Brian melempar ponselnya ke lantai kabin. Ia bersandar pada kursi kulitnya, napasnya memburu. Matanya kembali menatap layar, menyaksikan MIke yang kini mulai mengulurkan tangan seolah hendak menyentuh bahu Arumi.
"Cepatlah terbang sialan!" umpatnya pada pilot, seolah jet pribadi itu bisa menembus waktu agar ia bisa segera sampai dan menghancurkan pria di hadapan istrinya itu.
...***...
Arumi mundur satu langkah secara halus saat Mike mencoba mengikis jarak di antara mereka.
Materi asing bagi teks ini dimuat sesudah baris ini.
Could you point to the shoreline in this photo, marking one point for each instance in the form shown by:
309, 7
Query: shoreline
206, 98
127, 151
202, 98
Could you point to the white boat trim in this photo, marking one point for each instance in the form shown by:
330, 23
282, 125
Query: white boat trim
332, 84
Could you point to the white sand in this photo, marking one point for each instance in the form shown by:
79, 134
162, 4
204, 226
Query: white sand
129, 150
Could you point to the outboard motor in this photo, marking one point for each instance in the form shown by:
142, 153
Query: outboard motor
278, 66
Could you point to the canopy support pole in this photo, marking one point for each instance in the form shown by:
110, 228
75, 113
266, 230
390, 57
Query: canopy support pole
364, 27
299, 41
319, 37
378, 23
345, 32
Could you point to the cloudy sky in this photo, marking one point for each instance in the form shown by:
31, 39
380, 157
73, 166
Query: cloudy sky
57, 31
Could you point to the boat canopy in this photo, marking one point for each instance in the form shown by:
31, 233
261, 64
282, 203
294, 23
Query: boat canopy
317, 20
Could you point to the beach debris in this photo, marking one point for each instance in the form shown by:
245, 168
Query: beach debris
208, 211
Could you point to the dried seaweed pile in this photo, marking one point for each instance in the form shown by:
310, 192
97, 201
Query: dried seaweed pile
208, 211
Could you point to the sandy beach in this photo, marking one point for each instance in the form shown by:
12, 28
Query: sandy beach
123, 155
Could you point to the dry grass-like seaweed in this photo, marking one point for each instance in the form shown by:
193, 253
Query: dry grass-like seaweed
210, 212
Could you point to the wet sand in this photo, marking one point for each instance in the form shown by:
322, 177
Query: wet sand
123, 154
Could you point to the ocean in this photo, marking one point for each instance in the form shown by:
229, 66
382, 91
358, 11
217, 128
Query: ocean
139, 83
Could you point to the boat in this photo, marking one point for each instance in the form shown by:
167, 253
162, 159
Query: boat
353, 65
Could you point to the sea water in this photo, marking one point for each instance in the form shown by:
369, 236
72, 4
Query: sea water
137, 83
Cahaya matahari sore yang mulai menguning masuk melalui jendela besar ruang tamu, memantulkan bayangan panjang yang tampak kaku di lantai marmer.
"Aku menghargai kedatanganmu sebagai rekan mendiang suamiku Mike. Tapi ini sudah sore, dan Brian sedang tidak ada di rumah," ujar Arumi setegas mungkin.
Mike terkekeh pelan, seolah nama yang disebutkan Arumi bukanlah ancaman baginya. "Brian? Adik iparmu itu memang sangat protektif sejak Adrian tiada. Aku dengar dia bahkan melarang mu keluar rumah tanpa pengawalan."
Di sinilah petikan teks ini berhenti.